L'action de la télésérie Outlander démarre dans une Angleterre qui se relève de la Seconde Guerre mondiale. La fougueuse Claire Randall a soigné bien des soldats et elle s'offre des vacances en Écosse avec son mari, le professeur féru de généalogie Frank Randall. Le joli couple, que la guerre a séparé pendant cinq ans, se retrouve dans toutes les positions possibles (clin d'oeil coquin ici), même dans un château abandonné. Lancez la trame sonore de cornemuse.

Un soir d'espièglerie, Claire et son époux tombent sur un rituel celtique (ou druidique?) très ancien, pratiqué en pleine nuit. Un groupe de femmes y tourbillonne en chantonnant de la musique de spa que ne renierait pas Loreena McKennitt. Le lendemain, Claire retourne sur les lieux de la danse sacrée et entend des sons provenant de l'un des menhirs érigés dans une formation circulaire évoquant Stonehenge. Elle s'y appuie, et boum! elle atterrit en 1743, en pleine guerre entre deux factions écossaises ennemies.

Décrite de cette façon, la trame d'Outlander paraît très quétaine. Et elle l'est un peu, soyons honnêtes. L'oeuvre dégage un fort parfum de romantisme à l'eau de rose et de Harlequin, notamment parce que la passionnée Claire Randall fait aussi la narration de la télésérie comme si elle feuilletait les pages parfumées de son journal intime d'adolescente.

Malgré l'abus de chandelles et de longs soupirs de désir, il est facile de comprendre l'attrait des aventures charnelles de cette infirmière à la peau de porcelaine. Outlander fournit à ses admiratrices, en grande majorité, de l'évasion pure et simple. Une récompense de fin de journée, un plaisir coupable sexy qui se consomme une fois les enfants couchés.

Représentez-vous un croisement du film Highlander et des séries Game of Thrones et Downton Abbey. Les images et la direction artistique sont splendides. Et l'actrice principale, l'excellente Caitriona Balfe, insuffle de la crédibilité à ce récit parfois tiré par les cheveux.

Pensez-y. La Claire de 1945 vit un mariage heureux. La Claire de 1743 en pince pour un rebelle écossais, qu'elle finira par épouser.

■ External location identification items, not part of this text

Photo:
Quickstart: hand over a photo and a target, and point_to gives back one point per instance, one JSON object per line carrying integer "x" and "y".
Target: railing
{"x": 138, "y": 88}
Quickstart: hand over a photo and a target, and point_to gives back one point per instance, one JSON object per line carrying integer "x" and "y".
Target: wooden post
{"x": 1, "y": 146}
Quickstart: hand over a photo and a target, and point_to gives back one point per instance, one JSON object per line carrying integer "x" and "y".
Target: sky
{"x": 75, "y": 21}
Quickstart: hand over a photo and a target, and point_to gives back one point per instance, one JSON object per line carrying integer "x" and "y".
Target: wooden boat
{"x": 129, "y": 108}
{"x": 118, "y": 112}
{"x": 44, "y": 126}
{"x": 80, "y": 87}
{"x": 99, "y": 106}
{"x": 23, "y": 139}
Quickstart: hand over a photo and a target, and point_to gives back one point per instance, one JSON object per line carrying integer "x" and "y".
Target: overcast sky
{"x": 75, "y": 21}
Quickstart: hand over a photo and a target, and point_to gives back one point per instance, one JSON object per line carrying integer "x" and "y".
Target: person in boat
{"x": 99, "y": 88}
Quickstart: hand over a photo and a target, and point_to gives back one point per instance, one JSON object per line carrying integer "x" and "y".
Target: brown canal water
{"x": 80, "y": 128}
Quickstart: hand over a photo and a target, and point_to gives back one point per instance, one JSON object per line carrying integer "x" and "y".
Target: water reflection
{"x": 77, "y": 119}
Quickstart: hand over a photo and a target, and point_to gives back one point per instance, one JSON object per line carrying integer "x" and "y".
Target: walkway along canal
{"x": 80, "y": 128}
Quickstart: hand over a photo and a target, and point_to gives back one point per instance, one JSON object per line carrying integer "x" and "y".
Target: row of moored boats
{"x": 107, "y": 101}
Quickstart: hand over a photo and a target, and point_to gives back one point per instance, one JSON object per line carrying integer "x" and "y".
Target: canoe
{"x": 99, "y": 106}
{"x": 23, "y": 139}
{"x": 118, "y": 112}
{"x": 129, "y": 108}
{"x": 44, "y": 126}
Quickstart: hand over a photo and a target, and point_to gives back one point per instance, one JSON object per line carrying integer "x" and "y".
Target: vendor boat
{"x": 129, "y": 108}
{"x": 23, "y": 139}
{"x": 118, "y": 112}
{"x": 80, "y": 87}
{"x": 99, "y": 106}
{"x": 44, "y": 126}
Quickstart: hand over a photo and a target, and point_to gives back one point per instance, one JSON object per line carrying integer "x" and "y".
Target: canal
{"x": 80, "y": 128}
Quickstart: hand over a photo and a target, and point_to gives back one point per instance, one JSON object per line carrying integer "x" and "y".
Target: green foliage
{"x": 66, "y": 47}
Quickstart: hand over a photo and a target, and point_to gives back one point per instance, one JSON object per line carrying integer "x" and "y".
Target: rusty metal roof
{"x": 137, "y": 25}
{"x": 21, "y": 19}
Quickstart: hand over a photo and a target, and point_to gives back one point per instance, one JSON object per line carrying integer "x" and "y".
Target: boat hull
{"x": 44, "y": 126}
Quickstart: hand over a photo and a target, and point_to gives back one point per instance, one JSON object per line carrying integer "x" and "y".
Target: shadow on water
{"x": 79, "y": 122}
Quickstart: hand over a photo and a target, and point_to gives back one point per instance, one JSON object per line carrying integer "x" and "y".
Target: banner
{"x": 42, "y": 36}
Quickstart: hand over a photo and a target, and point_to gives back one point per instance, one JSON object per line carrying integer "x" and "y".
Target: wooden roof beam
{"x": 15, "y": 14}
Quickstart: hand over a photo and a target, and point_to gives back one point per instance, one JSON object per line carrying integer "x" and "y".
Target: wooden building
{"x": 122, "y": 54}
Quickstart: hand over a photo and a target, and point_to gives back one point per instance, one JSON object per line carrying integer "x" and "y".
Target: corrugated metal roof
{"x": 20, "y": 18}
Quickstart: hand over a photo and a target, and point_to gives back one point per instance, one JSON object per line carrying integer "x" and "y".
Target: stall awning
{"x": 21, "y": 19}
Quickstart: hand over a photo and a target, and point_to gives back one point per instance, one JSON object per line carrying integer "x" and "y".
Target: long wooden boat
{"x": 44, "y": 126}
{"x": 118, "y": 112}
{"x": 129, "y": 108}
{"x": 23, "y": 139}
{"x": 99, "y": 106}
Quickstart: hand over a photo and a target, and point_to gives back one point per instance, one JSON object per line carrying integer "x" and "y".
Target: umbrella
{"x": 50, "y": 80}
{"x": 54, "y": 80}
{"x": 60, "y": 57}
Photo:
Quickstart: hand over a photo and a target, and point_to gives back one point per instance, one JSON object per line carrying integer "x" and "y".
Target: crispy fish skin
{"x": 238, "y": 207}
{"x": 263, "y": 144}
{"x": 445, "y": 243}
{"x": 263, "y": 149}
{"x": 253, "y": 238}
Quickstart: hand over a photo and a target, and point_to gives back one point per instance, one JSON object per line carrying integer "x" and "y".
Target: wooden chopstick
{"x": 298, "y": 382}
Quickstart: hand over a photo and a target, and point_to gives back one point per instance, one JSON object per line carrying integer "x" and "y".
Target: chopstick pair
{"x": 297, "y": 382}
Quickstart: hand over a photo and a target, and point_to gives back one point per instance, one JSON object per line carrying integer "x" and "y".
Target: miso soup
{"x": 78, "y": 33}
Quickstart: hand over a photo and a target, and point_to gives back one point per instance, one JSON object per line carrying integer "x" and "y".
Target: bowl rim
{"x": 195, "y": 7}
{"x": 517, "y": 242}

Mais est-ce vraiment de l'adultère si l'on trompe son conjoint à une autre époque, hein?

La publication du premier tome de la série Outlander remonte à 1991 et le huitième a été commercialisé en juin dernier. Au total, l'écrivaine Diana Gabaldon a vendu près de 26 millions d'exemplaires des histoires sulfureuses de son héroïne coincée entre deux mondes. Ka-ching.

David Savard, l'animateur

Voilà, c'est le comédien David Savard (Mensonges, 30 vies) qui tiendra les rênes du nouveau jeu de TVA de style «meurtre et mystère», dont une émission pilote sera tournée dimanche. Ce projet a porté le titre de Scène de crime et permettra à des concurrents du public de résoudre diverses énigmes policières.

Ce jeu télé a été développé à l'interne par Contenu QMI, division multiplateforme de Québecor Média. La firme israélienne Armoza Formats a également collaboré à sa fabrication, indique le directeur de création de Contenu QMI, Olivier Aghaby. «Le pilote sera très innovateur et nous allons le mettre sur le web cet été», ajoute-t-il. Pour l'instant, on ne sait pas si TVA ajoutera Scène de crime à sa grille. Merci, amis espions!